In Seattle, Rick meets a company android, Rachael Rosen, originally posing as the daughter of Eldon Rosen, the company's founder, in an elaborate rouse intended to discredit the Voigt-Komp test by making Rick think that he had incorrectly classified a real human as an android. Rick sees through the attempt and the company later offers Rachael's assistance in tracking down the remaining six fugitive androids. After retiring the first android on his list (the one that lasered Dave Holden), Rick attempts to apprehend the second on the list, a Miss Luba Loft, posing as an opera singer and is caught off guard and arrested by a police officer called in by Luba after she denies being an android and accuses Rick of being a stalker. The officer denies any knowledge of Rick or his department and takes him off to a seemingly duplicate police station on the other side of town. There Rick meets another bounty hunter Resch and eventually uncovers (with the help of Resch) that the entire police station is an android run operation (where Rick manages to knock off the third android on his list, posing as Resch's superior and leaving Resch in doubt as to whether in fact he is an android too with falsely implanted memories of being a real human). After returning to retire Luba, with the help of Resch, it turns out he is a real human after all, and Rick is forced to question the moral and philosophical position of his job as a bounty hunter.
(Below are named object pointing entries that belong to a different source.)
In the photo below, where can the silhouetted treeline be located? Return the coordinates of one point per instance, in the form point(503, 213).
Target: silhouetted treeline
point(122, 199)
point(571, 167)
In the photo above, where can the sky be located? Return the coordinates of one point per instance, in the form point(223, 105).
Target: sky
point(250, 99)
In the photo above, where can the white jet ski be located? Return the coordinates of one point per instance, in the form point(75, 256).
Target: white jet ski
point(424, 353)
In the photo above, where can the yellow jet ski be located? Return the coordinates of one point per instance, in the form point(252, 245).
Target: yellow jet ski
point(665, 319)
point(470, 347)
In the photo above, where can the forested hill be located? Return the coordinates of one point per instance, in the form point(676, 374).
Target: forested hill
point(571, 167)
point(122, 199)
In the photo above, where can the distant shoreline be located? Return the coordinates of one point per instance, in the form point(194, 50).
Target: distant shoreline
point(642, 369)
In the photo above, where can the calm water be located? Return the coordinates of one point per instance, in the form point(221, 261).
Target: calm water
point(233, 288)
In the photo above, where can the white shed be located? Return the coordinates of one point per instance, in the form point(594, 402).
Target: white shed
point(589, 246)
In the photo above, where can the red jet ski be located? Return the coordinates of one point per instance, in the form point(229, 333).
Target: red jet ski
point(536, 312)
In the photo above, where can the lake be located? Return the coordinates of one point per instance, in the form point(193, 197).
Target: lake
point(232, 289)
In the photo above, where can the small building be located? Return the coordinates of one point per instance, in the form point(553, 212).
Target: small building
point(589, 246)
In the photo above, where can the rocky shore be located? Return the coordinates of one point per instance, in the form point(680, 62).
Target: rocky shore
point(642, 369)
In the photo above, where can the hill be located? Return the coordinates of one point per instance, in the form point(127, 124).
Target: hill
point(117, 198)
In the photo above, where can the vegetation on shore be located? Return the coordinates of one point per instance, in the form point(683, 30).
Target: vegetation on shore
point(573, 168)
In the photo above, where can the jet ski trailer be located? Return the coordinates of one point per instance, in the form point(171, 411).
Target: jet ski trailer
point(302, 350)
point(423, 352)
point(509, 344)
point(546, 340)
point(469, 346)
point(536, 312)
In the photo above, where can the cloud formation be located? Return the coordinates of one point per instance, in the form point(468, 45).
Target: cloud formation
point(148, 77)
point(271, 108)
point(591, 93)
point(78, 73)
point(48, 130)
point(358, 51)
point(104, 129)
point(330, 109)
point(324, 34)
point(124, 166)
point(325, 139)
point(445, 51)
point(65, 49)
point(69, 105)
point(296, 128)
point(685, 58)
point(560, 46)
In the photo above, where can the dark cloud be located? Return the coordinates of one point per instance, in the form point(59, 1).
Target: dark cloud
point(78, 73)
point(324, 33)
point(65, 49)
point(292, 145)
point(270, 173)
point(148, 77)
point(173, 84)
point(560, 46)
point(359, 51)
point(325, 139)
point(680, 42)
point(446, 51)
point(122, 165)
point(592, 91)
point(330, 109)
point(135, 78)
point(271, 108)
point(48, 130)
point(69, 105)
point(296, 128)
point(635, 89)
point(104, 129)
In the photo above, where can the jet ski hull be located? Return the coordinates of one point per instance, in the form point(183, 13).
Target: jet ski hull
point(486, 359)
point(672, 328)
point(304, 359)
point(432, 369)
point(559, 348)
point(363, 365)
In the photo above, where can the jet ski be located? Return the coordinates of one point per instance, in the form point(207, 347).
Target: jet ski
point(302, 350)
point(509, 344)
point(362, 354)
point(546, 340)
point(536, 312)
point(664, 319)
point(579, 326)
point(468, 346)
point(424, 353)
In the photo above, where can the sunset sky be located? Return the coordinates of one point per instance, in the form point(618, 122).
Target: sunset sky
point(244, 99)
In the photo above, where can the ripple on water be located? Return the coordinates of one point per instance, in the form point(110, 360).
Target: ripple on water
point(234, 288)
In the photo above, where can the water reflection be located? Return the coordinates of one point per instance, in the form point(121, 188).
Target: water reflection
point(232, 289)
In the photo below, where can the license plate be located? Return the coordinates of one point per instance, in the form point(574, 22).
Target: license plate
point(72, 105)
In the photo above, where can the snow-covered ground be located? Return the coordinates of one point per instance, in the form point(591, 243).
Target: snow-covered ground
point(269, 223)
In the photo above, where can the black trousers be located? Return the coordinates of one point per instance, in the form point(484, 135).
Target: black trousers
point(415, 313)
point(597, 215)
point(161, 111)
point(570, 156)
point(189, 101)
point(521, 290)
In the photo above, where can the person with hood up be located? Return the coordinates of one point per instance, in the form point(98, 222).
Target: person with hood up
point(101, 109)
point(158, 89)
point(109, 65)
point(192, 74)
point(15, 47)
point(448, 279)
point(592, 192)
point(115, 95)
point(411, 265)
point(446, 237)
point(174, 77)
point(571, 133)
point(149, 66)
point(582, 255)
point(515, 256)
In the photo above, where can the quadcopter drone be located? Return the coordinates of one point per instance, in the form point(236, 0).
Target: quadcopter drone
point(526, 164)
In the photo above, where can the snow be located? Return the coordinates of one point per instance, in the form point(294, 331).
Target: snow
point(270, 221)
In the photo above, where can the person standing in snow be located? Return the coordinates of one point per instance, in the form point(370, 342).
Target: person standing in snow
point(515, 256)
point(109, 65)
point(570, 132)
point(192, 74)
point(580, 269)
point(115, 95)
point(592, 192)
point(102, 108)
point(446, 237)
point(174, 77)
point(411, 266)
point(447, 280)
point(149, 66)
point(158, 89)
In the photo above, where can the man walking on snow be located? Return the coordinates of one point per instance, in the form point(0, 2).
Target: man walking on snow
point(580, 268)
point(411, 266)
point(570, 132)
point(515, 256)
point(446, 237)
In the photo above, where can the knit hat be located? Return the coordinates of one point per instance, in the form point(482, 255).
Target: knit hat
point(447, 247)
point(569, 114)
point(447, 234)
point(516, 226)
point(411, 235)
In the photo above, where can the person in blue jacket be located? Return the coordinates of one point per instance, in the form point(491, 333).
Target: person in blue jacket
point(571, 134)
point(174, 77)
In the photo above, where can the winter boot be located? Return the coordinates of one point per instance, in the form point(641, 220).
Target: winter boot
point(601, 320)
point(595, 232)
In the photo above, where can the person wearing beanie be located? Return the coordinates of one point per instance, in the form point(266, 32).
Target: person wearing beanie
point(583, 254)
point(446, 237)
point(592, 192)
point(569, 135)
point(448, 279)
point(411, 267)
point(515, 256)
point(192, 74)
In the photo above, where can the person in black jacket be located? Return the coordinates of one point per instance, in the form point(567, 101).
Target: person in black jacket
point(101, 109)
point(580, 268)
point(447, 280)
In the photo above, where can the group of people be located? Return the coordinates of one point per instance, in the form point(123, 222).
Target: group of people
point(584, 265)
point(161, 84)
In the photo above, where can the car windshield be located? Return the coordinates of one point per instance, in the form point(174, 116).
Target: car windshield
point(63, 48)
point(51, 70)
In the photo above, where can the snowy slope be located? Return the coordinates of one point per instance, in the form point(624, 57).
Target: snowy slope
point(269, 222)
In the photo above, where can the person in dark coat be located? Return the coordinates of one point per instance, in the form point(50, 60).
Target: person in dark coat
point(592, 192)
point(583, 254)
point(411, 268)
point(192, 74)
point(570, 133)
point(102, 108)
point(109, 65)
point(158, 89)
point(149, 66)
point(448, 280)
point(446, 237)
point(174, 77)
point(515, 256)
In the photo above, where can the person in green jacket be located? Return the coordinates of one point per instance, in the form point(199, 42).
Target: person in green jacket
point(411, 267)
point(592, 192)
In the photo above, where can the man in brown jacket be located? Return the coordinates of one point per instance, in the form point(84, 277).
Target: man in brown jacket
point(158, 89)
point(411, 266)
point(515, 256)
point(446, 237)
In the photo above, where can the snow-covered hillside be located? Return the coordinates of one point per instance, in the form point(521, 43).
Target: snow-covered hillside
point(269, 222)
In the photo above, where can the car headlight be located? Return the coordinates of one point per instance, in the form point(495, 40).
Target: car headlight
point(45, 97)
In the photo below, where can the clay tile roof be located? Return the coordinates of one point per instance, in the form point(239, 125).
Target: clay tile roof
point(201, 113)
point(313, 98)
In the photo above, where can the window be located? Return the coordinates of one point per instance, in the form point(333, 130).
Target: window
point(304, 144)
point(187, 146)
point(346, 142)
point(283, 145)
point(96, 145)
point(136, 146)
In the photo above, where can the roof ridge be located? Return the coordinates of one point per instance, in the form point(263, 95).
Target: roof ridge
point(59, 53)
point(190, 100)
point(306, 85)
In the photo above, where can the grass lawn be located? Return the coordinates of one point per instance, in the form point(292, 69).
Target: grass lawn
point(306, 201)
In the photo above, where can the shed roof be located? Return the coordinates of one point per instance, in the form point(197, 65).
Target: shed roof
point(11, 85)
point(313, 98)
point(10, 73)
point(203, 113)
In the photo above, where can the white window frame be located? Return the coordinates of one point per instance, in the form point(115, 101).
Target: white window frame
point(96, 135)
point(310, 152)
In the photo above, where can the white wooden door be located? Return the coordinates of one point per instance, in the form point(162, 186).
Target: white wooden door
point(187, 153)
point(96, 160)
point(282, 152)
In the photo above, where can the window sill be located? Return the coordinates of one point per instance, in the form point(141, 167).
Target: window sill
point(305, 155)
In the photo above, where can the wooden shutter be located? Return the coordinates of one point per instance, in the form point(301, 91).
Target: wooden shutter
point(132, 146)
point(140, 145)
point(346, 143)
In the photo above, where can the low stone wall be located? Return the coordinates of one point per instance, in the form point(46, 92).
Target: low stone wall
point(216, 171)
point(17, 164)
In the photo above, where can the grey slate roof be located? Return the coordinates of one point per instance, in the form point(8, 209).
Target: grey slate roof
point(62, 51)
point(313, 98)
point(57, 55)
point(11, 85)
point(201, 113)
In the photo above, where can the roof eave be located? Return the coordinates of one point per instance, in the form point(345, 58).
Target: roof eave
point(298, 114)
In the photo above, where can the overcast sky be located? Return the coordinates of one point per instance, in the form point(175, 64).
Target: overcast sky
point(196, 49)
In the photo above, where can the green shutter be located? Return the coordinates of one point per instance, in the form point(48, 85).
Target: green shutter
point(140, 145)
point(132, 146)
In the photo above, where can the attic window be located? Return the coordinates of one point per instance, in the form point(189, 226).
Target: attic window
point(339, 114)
Developing feelings of empathy towards androids, Rick engages in a sexual encounter with Rachael Rosen and resolves to quit his profession after finishing off his final three targets. The remaining androids are holed up deep in an abandoned apartment block, solely inhabited by J.R. Isidore, a "special" who has succumbed to the radioactive dust, and has a reduced mental capacity. Rick tracks down and retires the remaining androids and suffering somewhat from his philosophical and existentialist dilemma, drives off into the uninhabited wastelands, where he undergoes a mystical experience as Wilber Mercer, climbing a weed-infested hill-top.

In "electric sheep", Phillip K. Dick confronts the reader with the question: what does it mean to be human? We are provided with a self-paradoxical example of Rick, the empathic-bounty hunter; in order to retire androids he must suppress his empathy towards them, becoming android-like himself. If empathy is a defining characteristic of humanity, then we are forced to question the authenticity of empathy: it remains ambiguous if the new nexus-6 model can actually pass the Voigt-Komp test, Mercerism is exposed as a fake and consider the Penfold Mood Organ, where humans can so easily re-program their emotional behaviour, irrespective of the state of the world around them. Like in his other novels, Dick also asks the question what is real? I found the section of the book where Rick attempts to arrest Luba really great in this regard. When he is arrested his identity comes into question: is he an android with falsely implanted memories? Then we are lead to believe that Resch is certainly an android: the background adds up and he exhibits the same android-like lack of empathy that allows him to be so good at his profession; but then suddenly it turns out he is definitely human. I really like the way Dick shakes the foundations of what the reader believes is real one minute and then not the next ... or is it? Theres so much that I also didn't quite understand the underlying significance of (I feel like there is a lot of complex themes at play): the significance of the apparitions of Wilber Mercer, Rick's mystical experience at the end of the novel, finding the toad. I feel like I'll need to come back to this one again.

There is so much to love about this book; the cult of animal ownership and Rick's constant reference to the Sidney's catalogue of animal prices, the Penfold mood organ (I love the opening chapter, so entertaining), the obnoxious Buster Friendly. So far, I've really enjoyed the two other Phillip K. Dick novels I've read, he think he is such a great writer. A really cleverly constructed story. Definitely recommended.